Cosmologist Sir Fred Hoyle (1915–2001) said the probability of the formation of just one of the many proteins on which life depends is comparable to that of the solar system packed full of blind people randomly shuffling Rubik’s cubes all arriving at the solution at the same time.1 In others words, it is impossible. In response to this huge problem for their naturalistic scenario, many evolutionists try to avoid the issue by breaking the evolution of proteins down into small and gradual steps. Richard Dawkins, a prominent atheist, is one such apologist.
Many introductory courses in biology at universities have The Blind Watchmaker, by Dawkins,2 as required reading. The title, a play on William Paleys’ watchmaker analogy, wherein Paley (1743–1805) argued that the complexity of living things demanded an intelligent creator, reveals Dawkins’ aim—to rid his readers of any sense of a need for a Creator. The blind watchmaker is purely natural—mutation and natural selection. Dawkins’ book is an undisguised polemic for atheism.
In this book, Dawkins presents a description of a computer program that generated the sequence of letters, ‘METHINKS IT IS LIKE A WEASEL’3 from a starting sequence of random letters. The process involves randomly changing letters in each ‘generation’ and selecting the ‘offspring’ closest to the target sequence. The mutation and selection process is repeated until the sequence is arrived at. This supposedly showed that evolution by cumulative selection of favourable random changes was inevitable, easy and fast.

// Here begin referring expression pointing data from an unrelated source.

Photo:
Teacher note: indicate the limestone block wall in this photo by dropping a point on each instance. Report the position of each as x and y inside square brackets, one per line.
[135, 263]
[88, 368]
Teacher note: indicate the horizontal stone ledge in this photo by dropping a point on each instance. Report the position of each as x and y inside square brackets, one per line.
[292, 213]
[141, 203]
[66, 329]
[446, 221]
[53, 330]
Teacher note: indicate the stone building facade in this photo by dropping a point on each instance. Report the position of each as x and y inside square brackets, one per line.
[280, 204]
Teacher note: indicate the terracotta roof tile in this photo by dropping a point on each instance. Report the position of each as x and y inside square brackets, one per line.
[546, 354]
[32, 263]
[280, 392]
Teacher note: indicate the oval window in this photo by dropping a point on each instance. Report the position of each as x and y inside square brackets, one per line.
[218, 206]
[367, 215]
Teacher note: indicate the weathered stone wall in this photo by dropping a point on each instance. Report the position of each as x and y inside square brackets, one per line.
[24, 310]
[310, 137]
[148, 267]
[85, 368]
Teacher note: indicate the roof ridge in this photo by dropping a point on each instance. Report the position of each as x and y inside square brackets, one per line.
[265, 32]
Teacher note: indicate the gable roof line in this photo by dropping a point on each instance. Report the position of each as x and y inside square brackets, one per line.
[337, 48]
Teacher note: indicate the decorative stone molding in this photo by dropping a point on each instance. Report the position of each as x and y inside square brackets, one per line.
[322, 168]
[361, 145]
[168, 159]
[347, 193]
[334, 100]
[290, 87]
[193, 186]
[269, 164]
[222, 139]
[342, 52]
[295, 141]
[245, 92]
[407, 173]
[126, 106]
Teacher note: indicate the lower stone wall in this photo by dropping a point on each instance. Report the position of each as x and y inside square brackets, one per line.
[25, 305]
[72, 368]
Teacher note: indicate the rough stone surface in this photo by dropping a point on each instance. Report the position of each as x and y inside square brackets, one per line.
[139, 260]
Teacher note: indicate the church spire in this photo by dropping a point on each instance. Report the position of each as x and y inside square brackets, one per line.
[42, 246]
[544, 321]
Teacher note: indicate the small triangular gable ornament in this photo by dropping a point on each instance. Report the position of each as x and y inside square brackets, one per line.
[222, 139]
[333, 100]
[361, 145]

At the time (1986) it was fairly showy to have a computer program to demonstrate something and many readers were duped into thinking that the program had proved something, not realizing that a program will do whatever its programmer designs it to do. Because of the deceptive nature of Dawkins’ demonstration, several creationist authors saw the need to counter Dawkins’ dupe.4–6 These authors have pointed out reasons why Dawkins’ program does not ‘prove evolution’. It should be fairly obvious that any program that sets a target sequence of letters and then achieves it, by whatever means, has not demonstrated that the information in the sequence has arisen by some natural process not involving intelligence. The programmer specified the information; it did not arise from a ‘simulation’ of evolution.

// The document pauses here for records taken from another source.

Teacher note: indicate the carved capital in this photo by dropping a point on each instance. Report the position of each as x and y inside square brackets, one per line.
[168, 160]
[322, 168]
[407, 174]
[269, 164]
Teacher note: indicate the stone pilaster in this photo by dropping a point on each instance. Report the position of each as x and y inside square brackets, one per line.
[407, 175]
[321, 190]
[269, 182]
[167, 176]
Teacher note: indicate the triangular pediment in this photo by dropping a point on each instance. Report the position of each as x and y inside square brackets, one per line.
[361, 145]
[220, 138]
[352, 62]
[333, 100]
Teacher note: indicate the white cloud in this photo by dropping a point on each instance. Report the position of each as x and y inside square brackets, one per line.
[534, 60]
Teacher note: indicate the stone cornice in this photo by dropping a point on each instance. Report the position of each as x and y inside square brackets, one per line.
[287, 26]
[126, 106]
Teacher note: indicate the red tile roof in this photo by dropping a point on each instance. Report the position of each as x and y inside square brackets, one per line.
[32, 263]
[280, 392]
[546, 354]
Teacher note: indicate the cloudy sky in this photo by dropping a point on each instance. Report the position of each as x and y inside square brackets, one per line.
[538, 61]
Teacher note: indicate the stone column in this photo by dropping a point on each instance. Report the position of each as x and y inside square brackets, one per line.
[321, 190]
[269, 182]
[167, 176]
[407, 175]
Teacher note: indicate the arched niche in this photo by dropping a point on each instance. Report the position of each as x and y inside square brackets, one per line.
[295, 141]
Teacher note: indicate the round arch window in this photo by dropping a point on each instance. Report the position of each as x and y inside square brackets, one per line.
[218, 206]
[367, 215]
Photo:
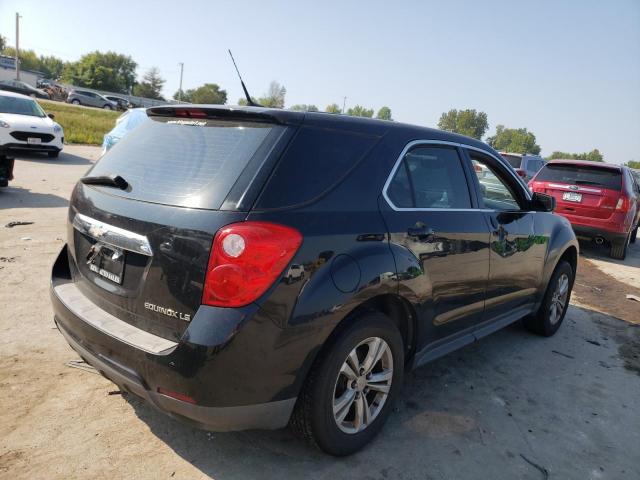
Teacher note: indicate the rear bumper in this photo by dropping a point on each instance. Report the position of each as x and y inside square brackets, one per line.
[266, 416]
[611, 229]
[233, 387]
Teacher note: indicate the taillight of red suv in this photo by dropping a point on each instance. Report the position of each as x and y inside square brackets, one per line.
[246, 258]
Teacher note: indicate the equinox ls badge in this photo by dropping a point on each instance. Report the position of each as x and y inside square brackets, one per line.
[169, 312]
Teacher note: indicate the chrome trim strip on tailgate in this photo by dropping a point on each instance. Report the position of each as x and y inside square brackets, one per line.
[84, 309]
[116, 236]
[575, 188]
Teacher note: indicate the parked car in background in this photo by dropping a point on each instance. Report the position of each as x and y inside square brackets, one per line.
[17, 86]
[600, 200]
[122, 103]
[182, 238]
[90, 99]
[525, 165]
[125, 123]
[25, 126]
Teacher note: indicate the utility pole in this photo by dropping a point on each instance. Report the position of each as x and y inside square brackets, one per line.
[180, 89]
[17, 46]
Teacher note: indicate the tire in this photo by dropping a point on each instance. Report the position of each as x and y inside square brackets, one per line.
[313, 418]
[618, 250]
[544, 322]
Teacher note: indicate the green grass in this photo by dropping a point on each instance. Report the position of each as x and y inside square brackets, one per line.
[81, 124]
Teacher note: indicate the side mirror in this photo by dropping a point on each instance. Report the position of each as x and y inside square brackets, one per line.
[542, 202]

Dawkins’ program has apparently been lost. Evolutionist David Wise wrote a program that gave similar results to Dawkins’ program.7 Creationist Royal Truman created an Excel spreadsheet program that generated similar results to Dawkins’ program.8
In this paper we describe a stand-alone program, Weasel, that closely mimics the one Dawkins describes, as well as providing a range of options for the user to explore—such as user-defined mutation rate, offspring number and selection coefficient. The program also provides for a peptide sequence target, with mutations occurring in the base sequence of a randomly generated DNA segment.

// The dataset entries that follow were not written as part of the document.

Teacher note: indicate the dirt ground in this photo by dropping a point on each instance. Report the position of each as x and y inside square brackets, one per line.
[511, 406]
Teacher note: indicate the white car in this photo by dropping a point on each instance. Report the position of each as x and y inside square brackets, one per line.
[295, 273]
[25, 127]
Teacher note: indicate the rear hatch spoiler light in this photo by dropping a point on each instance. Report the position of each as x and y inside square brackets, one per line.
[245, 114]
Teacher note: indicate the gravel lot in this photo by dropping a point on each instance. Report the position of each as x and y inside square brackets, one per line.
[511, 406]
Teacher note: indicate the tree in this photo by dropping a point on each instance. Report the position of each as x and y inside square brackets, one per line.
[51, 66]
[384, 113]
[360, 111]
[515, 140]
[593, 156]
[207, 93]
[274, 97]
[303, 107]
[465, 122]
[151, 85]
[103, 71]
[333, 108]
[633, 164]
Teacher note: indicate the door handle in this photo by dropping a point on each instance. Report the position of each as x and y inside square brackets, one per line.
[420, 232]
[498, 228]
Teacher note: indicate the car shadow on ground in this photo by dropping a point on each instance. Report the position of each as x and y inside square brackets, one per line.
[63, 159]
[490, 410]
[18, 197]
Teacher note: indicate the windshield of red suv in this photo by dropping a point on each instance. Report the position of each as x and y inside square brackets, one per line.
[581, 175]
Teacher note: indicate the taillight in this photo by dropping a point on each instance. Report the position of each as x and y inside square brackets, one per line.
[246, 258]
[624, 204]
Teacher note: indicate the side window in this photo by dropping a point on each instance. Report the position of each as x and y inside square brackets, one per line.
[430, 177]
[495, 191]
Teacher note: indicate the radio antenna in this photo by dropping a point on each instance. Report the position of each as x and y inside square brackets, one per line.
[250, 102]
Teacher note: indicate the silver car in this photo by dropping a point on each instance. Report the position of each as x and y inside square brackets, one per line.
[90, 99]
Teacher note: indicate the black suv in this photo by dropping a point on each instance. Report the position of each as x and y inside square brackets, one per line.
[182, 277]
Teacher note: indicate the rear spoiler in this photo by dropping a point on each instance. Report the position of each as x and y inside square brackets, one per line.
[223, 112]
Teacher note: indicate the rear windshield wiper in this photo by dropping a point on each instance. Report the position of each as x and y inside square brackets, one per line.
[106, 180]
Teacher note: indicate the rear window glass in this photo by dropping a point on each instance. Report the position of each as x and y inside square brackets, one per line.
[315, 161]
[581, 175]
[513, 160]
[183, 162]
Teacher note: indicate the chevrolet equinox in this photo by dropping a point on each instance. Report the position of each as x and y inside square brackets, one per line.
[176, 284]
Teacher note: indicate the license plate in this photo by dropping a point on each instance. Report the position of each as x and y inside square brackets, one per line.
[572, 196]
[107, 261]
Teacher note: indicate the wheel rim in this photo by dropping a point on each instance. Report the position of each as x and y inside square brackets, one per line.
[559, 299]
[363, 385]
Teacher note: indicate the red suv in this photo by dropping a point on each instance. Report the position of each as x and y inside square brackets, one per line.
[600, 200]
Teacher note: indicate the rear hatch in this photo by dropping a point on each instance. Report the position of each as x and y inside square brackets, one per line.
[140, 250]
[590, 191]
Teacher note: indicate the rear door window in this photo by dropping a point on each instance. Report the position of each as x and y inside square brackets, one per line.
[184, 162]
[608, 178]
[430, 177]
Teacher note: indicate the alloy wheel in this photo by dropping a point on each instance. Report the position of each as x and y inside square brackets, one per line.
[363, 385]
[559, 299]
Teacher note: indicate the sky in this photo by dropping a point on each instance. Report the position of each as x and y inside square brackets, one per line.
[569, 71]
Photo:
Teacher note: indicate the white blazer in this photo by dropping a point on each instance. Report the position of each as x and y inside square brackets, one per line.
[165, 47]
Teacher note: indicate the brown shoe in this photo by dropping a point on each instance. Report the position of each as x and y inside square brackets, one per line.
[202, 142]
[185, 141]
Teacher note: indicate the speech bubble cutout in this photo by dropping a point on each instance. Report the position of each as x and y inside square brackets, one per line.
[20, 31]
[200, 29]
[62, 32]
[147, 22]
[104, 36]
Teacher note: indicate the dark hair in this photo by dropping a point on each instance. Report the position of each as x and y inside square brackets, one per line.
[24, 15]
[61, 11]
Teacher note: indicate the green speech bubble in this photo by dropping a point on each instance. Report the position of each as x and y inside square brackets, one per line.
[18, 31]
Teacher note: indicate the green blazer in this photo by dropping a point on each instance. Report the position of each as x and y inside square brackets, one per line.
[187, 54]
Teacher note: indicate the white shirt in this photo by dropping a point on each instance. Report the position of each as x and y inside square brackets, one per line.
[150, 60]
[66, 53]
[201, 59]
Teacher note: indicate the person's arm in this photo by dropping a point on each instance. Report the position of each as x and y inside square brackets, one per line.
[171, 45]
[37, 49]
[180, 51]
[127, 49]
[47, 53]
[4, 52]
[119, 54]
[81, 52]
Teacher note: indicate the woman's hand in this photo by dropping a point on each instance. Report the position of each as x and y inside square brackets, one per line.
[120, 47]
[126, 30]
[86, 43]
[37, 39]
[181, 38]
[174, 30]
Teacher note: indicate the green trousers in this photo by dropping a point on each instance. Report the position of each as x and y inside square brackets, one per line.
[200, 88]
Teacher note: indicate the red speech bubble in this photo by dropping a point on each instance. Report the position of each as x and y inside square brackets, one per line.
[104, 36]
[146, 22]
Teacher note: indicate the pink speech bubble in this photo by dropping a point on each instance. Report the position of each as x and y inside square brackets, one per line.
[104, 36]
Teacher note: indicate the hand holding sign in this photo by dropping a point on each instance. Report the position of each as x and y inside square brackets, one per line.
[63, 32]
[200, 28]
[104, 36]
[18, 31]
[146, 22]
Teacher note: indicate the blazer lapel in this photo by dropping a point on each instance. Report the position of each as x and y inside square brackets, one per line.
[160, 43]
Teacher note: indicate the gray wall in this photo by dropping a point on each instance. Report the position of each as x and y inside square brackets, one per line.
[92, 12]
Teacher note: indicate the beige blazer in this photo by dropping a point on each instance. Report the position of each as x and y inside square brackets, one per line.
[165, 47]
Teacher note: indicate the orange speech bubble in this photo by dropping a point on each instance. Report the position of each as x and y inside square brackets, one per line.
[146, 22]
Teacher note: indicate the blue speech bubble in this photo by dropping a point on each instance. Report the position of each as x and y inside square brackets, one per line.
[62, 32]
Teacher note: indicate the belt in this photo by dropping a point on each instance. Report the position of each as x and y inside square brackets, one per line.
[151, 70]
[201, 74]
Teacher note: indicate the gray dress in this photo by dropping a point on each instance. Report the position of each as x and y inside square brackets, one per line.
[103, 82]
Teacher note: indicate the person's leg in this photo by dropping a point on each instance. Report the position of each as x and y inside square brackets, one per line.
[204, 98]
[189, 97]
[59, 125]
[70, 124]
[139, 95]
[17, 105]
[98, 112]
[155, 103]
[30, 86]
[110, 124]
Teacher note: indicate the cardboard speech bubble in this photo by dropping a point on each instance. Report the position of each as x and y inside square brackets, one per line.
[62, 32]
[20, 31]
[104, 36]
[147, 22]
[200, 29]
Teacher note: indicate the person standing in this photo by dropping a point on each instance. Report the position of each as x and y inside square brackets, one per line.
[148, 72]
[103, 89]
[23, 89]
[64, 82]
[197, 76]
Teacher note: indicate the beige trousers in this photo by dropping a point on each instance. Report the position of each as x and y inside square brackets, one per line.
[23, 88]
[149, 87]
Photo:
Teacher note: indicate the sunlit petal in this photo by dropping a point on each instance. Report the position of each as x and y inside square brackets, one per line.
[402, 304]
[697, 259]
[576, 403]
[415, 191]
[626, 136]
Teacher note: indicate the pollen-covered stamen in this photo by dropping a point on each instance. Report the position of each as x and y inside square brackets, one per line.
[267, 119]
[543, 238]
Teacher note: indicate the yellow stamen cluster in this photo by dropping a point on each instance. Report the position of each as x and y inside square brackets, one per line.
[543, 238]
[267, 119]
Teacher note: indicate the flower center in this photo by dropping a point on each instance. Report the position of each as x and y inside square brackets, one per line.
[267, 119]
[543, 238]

How Dawkins’ program worked
To begin with, a target string of letters was chosen. Dawkins chose, ‘METHINKS IT IS LIKE A WEASEL’. Next, the computer generated a sequence of random uppercase letters to represent the original ‘organism’. So, there were only 26 letters, plus a space, to choose from to generate the starting organism. This sequence always contained exactly the same number of letters as the target phrase—28 letters and spaces. The parent sequence would be copied, probably about 100 times (how many is not stated, but it must be a large number to get the results obtained), to represent reproduction. With each copy there would be a chance of a random error, a mutation, in the copying. Now for what was supposedly analogous to selection, each copy would now be tested to determine which copy was most like the target string ‘METHINKS IT IS LIKE A WEASEL’. A copy would be chosen even if only one letter matched the target in the correct place, so long as it happened to be the best match.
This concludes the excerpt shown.